For many small business owners, these are difficult times and some don’t expect their business to survive in the long run. This is according to a new report by small business platform Xero, which says that 46 per cent of SMEs have a “genuine” concern about the future. That amounts to 2.6 million SMEs.
A quarter (roughly 1.3 million) don’t expect to survive for longer than five years. Their biggest concerns are late payments, cyber-attacks and tax rates. Brexit, employee recruitment costs and keeping productivity high are also concerns, albeit lesser compared to the big three.
For almost two fifths (37 per cent), this is the most turbulent period they’ve ever experienced, and a quarter says the business is “leaving them out of pocket”.
But it’s not just the business that’s hurting – business owners’ mental health is also impacted.
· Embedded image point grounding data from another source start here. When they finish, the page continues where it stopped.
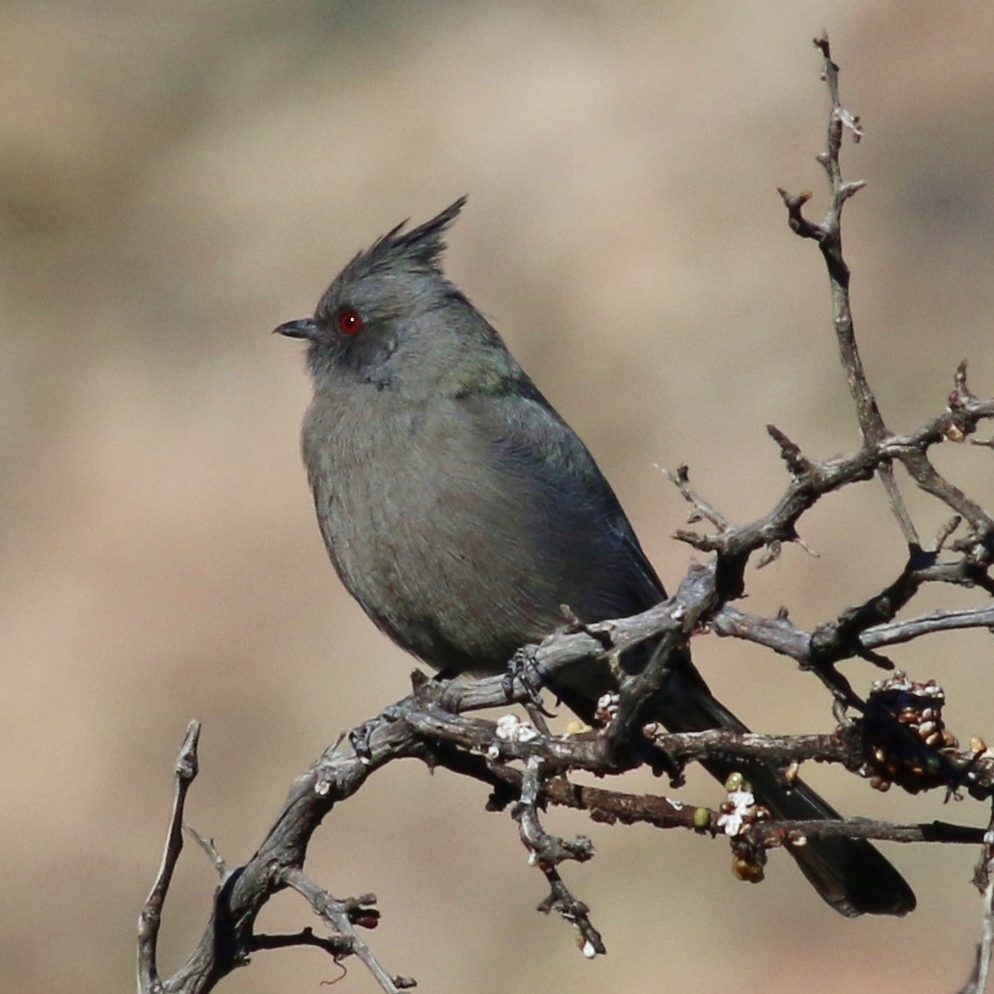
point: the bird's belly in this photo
(444, 563)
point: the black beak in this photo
(302, 328)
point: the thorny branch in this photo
(896, 736)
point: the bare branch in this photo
(150, 920)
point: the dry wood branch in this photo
(984, 879)
(187, 767)
(896, 736)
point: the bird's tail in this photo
(850, 874)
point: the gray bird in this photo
(462, 513)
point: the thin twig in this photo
(337, 916)
(150, 920)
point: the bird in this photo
(463, 513)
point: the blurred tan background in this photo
(177, 178)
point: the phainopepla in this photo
(462, 513)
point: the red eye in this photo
(349, 322)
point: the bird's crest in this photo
(417, 250)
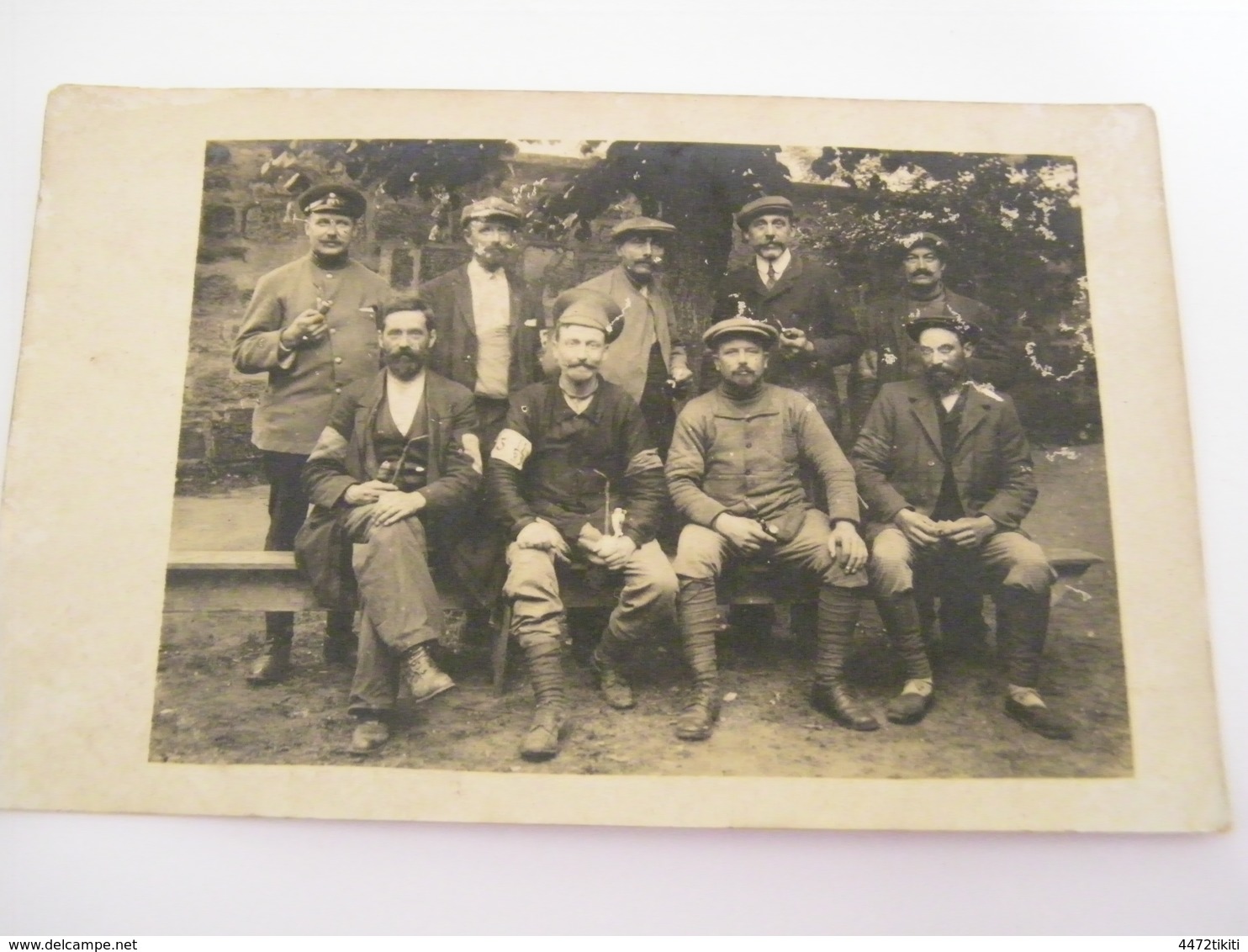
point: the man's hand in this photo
(794, 341)
(396, 507)
(366, 493)
(745, 536)
(616, 551)
(970, 532)
(539, 534)
(848, 547)
(917, 528)
(304, 331)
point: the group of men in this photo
(462, 441)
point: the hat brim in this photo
(769, 341)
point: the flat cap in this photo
(492, 208)
(585, 307)
(642, 226)
(923, 239)
(333, 198)
(740, 325)
(766, 205)
(966, 332)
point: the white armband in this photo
(512, 448)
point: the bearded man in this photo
(946, 473)
(389, 471)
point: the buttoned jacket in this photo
(345, 457)
(304, 382)
(744, 457)
(891, 356)
(627, 360)
(454, 353)
(900, 462)
(807, 296)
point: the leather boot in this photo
(275, 664)
(838, 618)
(340, 637)
(900, 619)
(699, 624)
(425, 679)
(604, 663)
(551, 717)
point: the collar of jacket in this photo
(764, 405)
(923, 405)
(785, 281)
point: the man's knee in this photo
(652, 578)
(1028, 563)
(699, 553)
(890, 564)
(531, 574)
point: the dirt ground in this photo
(205, 712)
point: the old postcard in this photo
(569, 458)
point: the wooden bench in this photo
(270, 582)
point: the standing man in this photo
(800, 299)
(891, 356)
(490, 323)
(311, 327)
(648, 355)
(732, 473)
(575, 477)
(945, 471)
(389, 472)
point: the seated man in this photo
(575, 476)
(734, 472)
(945, 471)
(387, 468)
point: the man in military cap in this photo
(944, 467)
(647, 360)
(389, 472)
(891, 356)
(575, 477)
(732, 473)
(800, 299)
(490, 322)
(309, 325)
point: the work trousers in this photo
(399, 601)
(1008, 564)
(288, 510)
(647, 599)
(701, 552)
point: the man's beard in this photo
(943, 381)
(405, 364)
(742, 384)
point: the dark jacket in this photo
(900, 463)
(454, 355)
(345, 457)
(891, 356)
(807, 296)
(572, 469)
(744, 457)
They work an average of nine extra hours a week, and it’s leaving a mark on them.
However, business futurologist Gerd Leonhard believes the dark times are behind them, mostly due to the advances in automation and artificial intelligence.
“Humanity will change more in the next 20 years than in the previous 300. We will see the biggest technological transformation in human history – impacting where, how and why we work.”
“Automation is reducing the need for humans to undertake routine tasks and the world of work is heading towards a dramatic reset. Everything we assume about work, jobs, training and education is being challenged by exponential scientific and technological progress. Whether you’re a small business owner, an accountant, bookkeeper or advisor, these emerging trends will affect you very soon.”
He believes AI will cut working hours by half, and that the 30-day payment model, which is the main culprit of late payments, will die.